By all accounts, the 401(k) and defined contribution is a huge success moving in the right direction with higher account balances, contribution rates and participation with increased coverage imminent through state and federal mandates.
On the other hand, these payroll deducted, participant directed plans are a stunning failure leaving people to deal with even a bigger problem than accumulating retirement assets. It’s as if we offer a guided trip to an ideal travel destination and, halfway through the flight, the professional pilots parachute off leaving the passengers to land themselves.
The answer is quite clear, as is the demand – in-plan retirement or guaranteed income. But what are the impediments and how do we overcome them?
“When asked if they want guaranteed income to replace their paychecks, most people respond positively,” notes Mike DeFeo, head of DC distribution at Allianz Life Financial. “But when asked about whether they want to invest in annuities, the results are very different.” Michelle Richter, executive director at the Institutional Retirement Income Council and principal at Fiduciary Insurance Services, agrees. “65% of consumers desire the attributes of annuities.”
That’s because many retiring DC participants fall prey to the unscrupulous brokers that dominate the K-12 non-ERISA market selling annuities. “Plan sponsors are paternalistic concerned about the high fees and lack of flexibility with annuities,” said Matthew Wolniewicz, president at Income America. These concerns are both driving plan sponsors to consider in-plan retirement income while also muting demand when annuities are offered as the solution.
“The combination of fewer defined benefit plans, inflation deflating Social Security benefits and longevity are driving demand for guaranteed income,” notes John Faustino, head of Fi360, a Broadridge company. “The lack of a standardized due diligence process like with mutual funds, technology to allow for portability and regulatory guidance is not helping.”
So if the demand for guaranteed income and paycheck replacement is so high, what are the impediments and solutions? We have effectively used the workplace to help people save – Fidelity notes that IRA and 401(k) millionaires increased by more than 30% in Q4 2021 as did contributions – why not offer in-plan retirement income at work?
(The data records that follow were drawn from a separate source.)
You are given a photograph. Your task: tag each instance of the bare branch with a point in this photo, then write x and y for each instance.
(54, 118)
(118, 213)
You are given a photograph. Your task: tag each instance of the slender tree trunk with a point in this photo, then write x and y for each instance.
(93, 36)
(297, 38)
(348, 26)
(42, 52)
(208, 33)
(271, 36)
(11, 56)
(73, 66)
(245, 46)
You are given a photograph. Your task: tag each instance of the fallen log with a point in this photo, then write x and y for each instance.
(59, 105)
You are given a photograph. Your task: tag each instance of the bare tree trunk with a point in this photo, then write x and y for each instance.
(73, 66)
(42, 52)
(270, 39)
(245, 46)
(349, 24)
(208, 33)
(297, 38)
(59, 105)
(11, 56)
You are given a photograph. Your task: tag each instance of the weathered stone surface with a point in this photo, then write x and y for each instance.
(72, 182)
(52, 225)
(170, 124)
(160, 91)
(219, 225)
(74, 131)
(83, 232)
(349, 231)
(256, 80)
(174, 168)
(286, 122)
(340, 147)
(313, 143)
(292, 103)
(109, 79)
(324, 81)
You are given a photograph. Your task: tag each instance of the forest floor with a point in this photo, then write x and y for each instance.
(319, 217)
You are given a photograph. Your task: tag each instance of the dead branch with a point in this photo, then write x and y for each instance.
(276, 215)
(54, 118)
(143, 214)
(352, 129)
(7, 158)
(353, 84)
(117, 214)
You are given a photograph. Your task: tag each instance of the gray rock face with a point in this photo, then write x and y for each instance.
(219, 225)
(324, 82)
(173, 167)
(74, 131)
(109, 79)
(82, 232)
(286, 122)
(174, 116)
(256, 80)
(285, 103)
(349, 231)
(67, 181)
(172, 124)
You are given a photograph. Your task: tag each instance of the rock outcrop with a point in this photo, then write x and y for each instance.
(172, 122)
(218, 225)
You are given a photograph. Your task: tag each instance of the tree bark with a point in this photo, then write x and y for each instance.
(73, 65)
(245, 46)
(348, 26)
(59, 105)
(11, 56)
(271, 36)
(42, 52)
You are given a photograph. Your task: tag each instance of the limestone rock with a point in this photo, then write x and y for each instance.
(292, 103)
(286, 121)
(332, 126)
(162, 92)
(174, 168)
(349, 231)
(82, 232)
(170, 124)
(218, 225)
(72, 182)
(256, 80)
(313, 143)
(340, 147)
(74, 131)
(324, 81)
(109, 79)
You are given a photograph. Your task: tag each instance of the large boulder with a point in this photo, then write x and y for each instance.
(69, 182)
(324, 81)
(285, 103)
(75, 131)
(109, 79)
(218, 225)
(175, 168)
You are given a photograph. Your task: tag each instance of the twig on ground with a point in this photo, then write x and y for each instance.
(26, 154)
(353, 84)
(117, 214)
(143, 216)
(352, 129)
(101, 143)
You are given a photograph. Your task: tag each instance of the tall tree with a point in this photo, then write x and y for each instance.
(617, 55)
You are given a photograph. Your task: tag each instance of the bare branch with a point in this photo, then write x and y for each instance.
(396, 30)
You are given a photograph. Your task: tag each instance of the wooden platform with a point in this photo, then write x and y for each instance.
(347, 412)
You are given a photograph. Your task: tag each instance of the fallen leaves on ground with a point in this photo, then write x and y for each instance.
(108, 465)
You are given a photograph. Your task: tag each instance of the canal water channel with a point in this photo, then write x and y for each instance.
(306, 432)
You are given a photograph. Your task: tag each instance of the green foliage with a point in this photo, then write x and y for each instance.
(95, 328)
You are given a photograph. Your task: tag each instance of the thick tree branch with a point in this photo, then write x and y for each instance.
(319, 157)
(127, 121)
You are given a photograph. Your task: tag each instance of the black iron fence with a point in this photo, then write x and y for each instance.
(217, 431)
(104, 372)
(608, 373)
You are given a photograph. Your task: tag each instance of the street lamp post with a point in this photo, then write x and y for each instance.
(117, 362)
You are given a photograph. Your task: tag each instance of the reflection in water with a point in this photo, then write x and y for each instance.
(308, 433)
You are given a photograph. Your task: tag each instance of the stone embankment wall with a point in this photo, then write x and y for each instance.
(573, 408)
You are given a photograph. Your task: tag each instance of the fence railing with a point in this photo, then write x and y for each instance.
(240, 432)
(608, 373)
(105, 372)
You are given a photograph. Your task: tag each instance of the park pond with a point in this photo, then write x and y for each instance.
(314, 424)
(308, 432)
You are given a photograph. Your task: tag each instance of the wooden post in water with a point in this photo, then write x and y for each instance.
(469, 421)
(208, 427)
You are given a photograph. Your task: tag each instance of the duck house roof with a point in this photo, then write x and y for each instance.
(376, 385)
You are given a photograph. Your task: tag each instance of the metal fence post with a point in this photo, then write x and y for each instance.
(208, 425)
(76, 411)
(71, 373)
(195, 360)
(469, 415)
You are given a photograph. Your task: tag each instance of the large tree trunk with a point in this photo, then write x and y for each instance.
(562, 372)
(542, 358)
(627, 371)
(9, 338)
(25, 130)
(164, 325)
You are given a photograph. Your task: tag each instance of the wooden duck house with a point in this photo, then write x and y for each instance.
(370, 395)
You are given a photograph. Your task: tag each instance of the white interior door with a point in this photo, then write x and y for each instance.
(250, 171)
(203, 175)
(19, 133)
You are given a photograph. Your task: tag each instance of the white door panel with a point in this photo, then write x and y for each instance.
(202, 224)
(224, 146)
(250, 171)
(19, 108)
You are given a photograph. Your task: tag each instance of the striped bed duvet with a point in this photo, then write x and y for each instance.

Like with all new features in DC plans, agreement is needed by three unrelated parties – plan sponsors, advisors and record keepers. It’s hard to get three parties to agree on anything. “Insurance and retirement providers are traditionally technology challenged,” states Michelle Richter. “We need middleware to help them speak to each other.”
Though Allianz is working with smaller providers through Relius, a popular record keeper software platform, the industry needs the Fab 5 to adopt retirement income products. “Though insurance providers may be reluctant to offer and record keep other companies’ services,” comments Matthew Eickman, national practice leader at Prime Capital Investments, “Just like with other investments, they need to open up their platform the products that are portable to remain competitive.”
Retirement income is more like target date investments where more than one may not be necessary so it will be difficult to convince those providers with proprietary products to offer or record keep other providers products or to spend money to upgrade technology for the privilege.
Plan sponsors must be convinced to allow participants to stay in the plan when they terminate but there’s a growing willingness as their plan and investment fees decrease with more assets and third parties are available to keep track of terminated employees.
The key is RPAs who need to advocate on behalf of their clients to have their record keeper partners offer in-plan guaranteed income. “Advisors are leery to offer products unless they are experts,” notes Mike DeFeo. According to Matthew Eickman, “RPAs don’t want to recommend a product that is not widely available.”
“The SECURE Act was supposed to do for retirement income what the 2006 Pension Protection Act did for target date funds,” states Matthew Wolniewicz. “But we have so far missed the boat due to Covid.”
Along with the SECURE Act, a recently proposed bill to allow retirement income as a QDIA, the Department of Labor’s guidance encouraging access to lifetime income shows that lawmakers are sympathetic. But education is essential especially for RPAs not accustomed to selling annuities as is technology that allows for transferability of products.
Just like any new service, everyone must win. It will not happen just because it is supposed to unless the government forces the issue. In the war for talent, retirement income can be used to attract and retain employees. RPAs need to offer more than fees, funds and fiduciary services and even more than the auto-plan all of which can be made available by dabblers willing to cut fees.
Record keepers have to be paid on these new products to justify the expense to upgrade technology to service non-proprietary products. Just as important, larger RPA firms and plan sponsors must push for in-plan guaranteed income that is cost efficient, flexible and transferable or else move their business elsewhere. That’s how new products are introduced into the DC system.